Sorry, im geting Tevez mixed up with somone else.Some other famous footbaler got mauled by a dog.
Ah I see Claire. I used to be a bit of a Goth. Even attended a Goth wedding, which was fun. But I tend towards the heavier end these days - more Industrial.
Player to have a pint with? Hmmm... tough one. How many could hold down a decent conversation? Teddy Sheringham perhaps. Can I still count him?
It's ok. I get your point anyway: He's ugly, and I agree.
What do u mean Ruud shouldn't be in it?! Speaking from a woman's point of view, he looks like a horse and an ugly one at that!
Jude you are so cool. But i just found out your secret that you have joined an online club SugarCupid, by which you are seeking a sexy girl for extramarital relationship.Come on! Really hot!
any kind off rock where i can understand what is being sung..i draw the line after bullet for my valentine .....rap music is okey like eminem or kanye west ....any rave or trance. music is a controlling force it defines who we are and the moods we are in
Dan do you like Rammstein?
Hi Claire, I managed to escape from the roman psycho.
Barton wouldn't have a chance against him. I think Amy Lee of evanescence is sexy in a gothy type of way.
havent heard their latest stuff but i liked shein sucht that was a good album
and when i say understand what is being sung im talking about screaming not foreign languages
Can we please stop talking about music? Never has a conversation been more inappropiate here on ED!

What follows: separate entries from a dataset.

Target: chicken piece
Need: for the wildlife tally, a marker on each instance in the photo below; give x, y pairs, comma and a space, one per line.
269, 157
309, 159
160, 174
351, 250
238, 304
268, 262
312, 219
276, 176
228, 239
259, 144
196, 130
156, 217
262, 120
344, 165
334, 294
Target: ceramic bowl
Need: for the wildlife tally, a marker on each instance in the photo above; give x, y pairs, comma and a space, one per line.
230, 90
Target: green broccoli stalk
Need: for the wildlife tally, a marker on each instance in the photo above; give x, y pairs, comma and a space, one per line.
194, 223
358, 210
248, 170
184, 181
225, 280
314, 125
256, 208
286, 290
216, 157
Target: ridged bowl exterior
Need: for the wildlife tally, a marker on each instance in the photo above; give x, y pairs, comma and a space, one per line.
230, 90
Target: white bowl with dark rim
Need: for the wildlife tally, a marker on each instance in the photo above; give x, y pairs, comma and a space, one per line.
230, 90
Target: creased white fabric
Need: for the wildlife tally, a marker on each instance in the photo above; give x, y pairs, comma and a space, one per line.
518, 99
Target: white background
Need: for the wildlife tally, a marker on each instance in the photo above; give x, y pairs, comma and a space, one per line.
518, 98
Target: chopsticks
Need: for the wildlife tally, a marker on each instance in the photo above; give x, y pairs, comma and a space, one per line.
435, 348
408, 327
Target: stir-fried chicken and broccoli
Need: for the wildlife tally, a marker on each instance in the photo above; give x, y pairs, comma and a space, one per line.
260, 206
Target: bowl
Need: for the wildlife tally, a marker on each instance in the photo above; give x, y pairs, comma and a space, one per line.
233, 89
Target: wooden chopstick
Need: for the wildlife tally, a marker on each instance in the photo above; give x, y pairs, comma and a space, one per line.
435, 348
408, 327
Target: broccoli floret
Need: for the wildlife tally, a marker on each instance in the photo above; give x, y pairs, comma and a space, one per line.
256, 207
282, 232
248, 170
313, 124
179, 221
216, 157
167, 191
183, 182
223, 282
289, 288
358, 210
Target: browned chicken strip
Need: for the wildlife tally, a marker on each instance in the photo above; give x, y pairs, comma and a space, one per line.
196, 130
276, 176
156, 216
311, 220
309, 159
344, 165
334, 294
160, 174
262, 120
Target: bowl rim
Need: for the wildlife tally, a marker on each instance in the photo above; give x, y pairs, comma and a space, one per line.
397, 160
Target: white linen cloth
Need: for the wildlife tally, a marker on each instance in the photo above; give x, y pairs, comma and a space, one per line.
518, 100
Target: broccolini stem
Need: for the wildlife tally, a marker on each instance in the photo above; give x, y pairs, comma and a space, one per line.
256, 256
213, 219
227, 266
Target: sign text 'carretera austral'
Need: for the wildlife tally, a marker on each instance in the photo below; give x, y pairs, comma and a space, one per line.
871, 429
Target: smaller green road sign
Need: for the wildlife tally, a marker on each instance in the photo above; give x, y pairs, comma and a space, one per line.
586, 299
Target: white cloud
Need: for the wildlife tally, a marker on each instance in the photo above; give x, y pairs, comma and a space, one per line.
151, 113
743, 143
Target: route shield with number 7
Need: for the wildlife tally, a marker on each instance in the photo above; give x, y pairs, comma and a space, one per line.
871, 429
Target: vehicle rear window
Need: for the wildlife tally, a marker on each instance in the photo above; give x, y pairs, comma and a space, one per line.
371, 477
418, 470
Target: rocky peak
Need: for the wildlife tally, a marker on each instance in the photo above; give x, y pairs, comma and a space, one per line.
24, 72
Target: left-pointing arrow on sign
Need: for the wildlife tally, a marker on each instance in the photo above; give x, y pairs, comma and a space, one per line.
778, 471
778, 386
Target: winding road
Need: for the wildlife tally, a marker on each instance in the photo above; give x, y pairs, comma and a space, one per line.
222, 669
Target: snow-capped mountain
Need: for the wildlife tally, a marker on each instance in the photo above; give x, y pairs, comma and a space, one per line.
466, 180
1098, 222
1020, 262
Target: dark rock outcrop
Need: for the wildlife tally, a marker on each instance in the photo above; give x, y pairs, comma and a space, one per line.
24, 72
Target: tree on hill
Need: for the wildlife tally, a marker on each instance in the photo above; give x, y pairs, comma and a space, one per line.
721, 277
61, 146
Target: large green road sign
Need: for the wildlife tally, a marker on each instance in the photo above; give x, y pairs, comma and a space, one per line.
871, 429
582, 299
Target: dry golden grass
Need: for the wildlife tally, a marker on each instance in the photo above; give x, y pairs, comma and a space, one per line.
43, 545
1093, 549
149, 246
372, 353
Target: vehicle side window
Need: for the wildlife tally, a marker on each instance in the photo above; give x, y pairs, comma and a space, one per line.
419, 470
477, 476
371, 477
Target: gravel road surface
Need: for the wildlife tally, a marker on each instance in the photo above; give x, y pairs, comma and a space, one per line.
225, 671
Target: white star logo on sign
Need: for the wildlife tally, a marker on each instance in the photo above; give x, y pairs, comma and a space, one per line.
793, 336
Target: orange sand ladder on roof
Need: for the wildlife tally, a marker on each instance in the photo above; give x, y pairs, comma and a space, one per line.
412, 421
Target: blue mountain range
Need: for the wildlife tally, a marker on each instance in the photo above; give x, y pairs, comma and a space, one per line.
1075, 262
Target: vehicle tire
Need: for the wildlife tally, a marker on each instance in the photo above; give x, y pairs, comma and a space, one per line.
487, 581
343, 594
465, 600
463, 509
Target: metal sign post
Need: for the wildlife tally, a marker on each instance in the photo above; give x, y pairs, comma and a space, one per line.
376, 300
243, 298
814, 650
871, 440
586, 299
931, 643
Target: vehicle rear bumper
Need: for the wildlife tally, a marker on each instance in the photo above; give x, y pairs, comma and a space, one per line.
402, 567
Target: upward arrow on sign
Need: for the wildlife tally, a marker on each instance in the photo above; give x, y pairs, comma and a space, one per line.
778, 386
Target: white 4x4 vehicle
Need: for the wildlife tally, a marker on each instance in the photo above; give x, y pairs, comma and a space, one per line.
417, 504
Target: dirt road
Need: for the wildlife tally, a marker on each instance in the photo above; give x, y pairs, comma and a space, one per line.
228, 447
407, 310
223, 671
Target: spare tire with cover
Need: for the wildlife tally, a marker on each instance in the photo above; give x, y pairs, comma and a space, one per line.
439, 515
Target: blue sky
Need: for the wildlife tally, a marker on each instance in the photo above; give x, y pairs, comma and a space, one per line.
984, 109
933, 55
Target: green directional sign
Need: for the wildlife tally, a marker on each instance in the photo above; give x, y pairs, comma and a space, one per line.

On the topic of sexy, is it only me or are women that talk about footy at least 50% sexier? Take Helen Chamberlain and Gabby Logan, not the best looking ever but when they talk footy they do it for me.
Good for you I'm glad, did u have to feel roman steel? I hope not! Bullet for my Valentine are @#$%! I like most stuff that has a good tune, decent vocals and isn't about how life sux when ur 16!
All this talk has me wondering: Where is Roxy?
I wouldn't want you ascessing my looks Claire, that's for sure. Yeah i know Ruud does have a bit of a long face, but ugly is a term that should be reserved for people like Frank Ribery or Carlos Tevez, not peope who are imperfect.
i find it worrying that all you guys rate other guys on their uglyness, does that also mean you know which ones you find hansome too and does that mean anything?
man utd suck
Nope, I made him stick it up his own ar$e.
Bullet for my Valentine sucks!
I was just asking cos I like them not cos they sing in german! Sorry Richard, I shall cease and desist!
Rammstein? Ich Will! Manson, Zombie, Pitchshifter, Dope. Don't care if I can tell whats being sung. The voice is an instrument too. No-one can tell me that the Chili Peppers lyrics actually mean anything. Don't mean it isn't cool.
Sorry Richard - I didn't realise that footy fans weren't allowed to like music too... But compared to some of the s**t that is discussed on here I reckon its pretty relevant. Do you know what song your team come out to?
Larry
Good one about Barton. I bet if Barton went to prison he would be eaten alive by some of the inmates. Lets hope he offends again.